People are encouraged to become assertive through the addiction rehabilitation process.

Those who come from a family still needing assistance with alcoholism or drug addiction, may be required to develop new relationships to fill needs for family and belonging. Sometimes the family of origin is unable or unwilling to make necessary changes.

Being polite is encouraged, but there is no obligation to attend functions or please family members. On occasion, a complete change of life or lifestyle is necessary to overcome addiction, which can include finding ‘new’ family members. Starting new traditions with children can ease transition to new choices and habits.

In cases where feelings of resentment are held, meetings may be advised and can be highly benefitial. As new, supportive friendships and acquaintances are developed anger with respect to loss and lack of attention from the family of origin usually lessen.

People receive what they ask for, even in recovery.

When sharing a ‘first step’ people are usually encouraged to request feedback rather than criticism. It is often times advisable to inform the party assisting in the presentation of the plan the expectation is to be congratulated and encouraged on the willingness to leave shame, guilt and negativity behind. Engaging in positive situations may be suggested to assist in building feelings of being rewarded. Many times counselors will give a token of intensive outpatient plan completion, such as a marble (to symbolize restoring the mind), or a shell (as a symbol of seeing a new life).

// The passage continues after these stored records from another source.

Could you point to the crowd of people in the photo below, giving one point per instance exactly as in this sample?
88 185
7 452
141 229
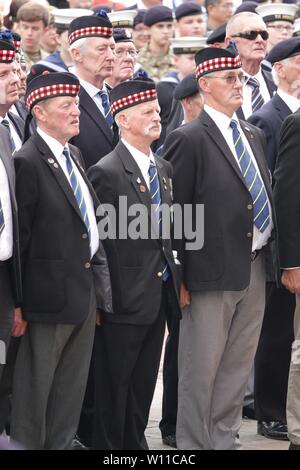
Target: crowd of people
149 181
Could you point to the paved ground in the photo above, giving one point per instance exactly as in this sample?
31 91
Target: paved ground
249 439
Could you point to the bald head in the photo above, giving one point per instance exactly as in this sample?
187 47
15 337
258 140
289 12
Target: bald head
245 21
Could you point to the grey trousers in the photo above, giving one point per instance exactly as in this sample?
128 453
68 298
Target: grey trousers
293 396
218 338
49 382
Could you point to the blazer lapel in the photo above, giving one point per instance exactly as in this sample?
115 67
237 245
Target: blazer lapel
95 114
219 140
136 178
57 172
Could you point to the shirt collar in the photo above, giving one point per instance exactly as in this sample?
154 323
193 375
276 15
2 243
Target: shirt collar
291 101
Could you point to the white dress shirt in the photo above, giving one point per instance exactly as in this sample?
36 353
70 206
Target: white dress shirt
93 91
292 102
14 135
142 160
6 237
247 94
57 150
223 123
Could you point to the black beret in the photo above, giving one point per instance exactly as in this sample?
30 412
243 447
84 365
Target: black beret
284 49
132 92
90 26
122 35
218 35
139 17
246 6
157 14
7 51
51 85
188 9
213 59
187 87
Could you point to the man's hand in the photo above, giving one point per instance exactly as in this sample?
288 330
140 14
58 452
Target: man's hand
184 296
291 280
98 317
20 325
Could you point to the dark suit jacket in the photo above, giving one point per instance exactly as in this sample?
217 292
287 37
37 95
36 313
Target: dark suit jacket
266 72
206 172
139 260
287 192
14 262
55 253
269 118
95 139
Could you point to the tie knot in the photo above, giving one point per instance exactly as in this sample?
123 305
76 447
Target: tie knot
253 82
233 124
5 123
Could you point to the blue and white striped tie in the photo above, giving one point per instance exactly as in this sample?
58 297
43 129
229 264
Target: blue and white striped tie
77 191
253 181
156 202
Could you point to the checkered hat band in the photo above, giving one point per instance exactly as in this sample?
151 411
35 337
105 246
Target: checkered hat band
213 65
102 31
51 91
7 55
17 45
132 100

The Intensive Outpatient Plan is merely a starting point. Overcoming alcoholism, drugs or substances is usually lifetime issue. Life changes, and while people come and go, one key challenge faced by those is recovery is seeking and securing relationships without substances or drugs of abuse.

Treatment and rehabilitation are processes.

Those in recovery should usually be encouraged to persevere in the face of adversity and become self-assertive with sayings such as: “I am not willing to compromise.” It may also be advisable to remind those in recovery if one door shuts God opens another. God’s doors are supportive and gentle, yet strong and assertive.

Life is work and unless an effort is made to secure a Greater Strength as a positive connection, relapses to old behaviors or patterns can become habit.